In Ihrer politischen Karriere sind Sie lange als überzeugte Feministin aufgetreten. Als Sie 2008 nicht mehr in den Landtag gewählt wurden, führten einige Ihr Scheitern darauf zurück. Ist es in der heutigen Zeit schwierig, feministische Politik zu betreiben?
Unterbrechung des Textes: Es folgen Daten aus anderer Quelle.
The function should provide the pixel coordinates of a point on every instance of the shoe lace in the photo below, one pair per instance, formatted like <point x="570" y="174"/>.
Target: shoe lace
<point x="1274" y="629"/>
Ja, das ist schwierig. Ich habe am Anfang meiner politischen Karriere die Frauenfrage bedingungslos in den Vordergrund gestellt. Das war vor ca. 15 Jahren in Südtirol sehr ungewöhnlich und ich bin natürlich auf großen Widerstand der Männerriege in der SVP gestoßen. Das habe ich leicht verkraftet. Sehr getroffen hat mich aber, als die Frauen der typischen antifeministischen Propaganda aufgesessen sind und sich einreden ließen, ich sei zu radikal und wäre schuld an jedem tragischen männlichen Trennungsschicksal. Ohne dass sich an meiner Einstellung etwas geändert hätte, habe ich beschlossen, in Zukunft andere politische Prioritäten zu setzen. Seither habe ich mit der Männerwelt kein Problem mehr (lacht).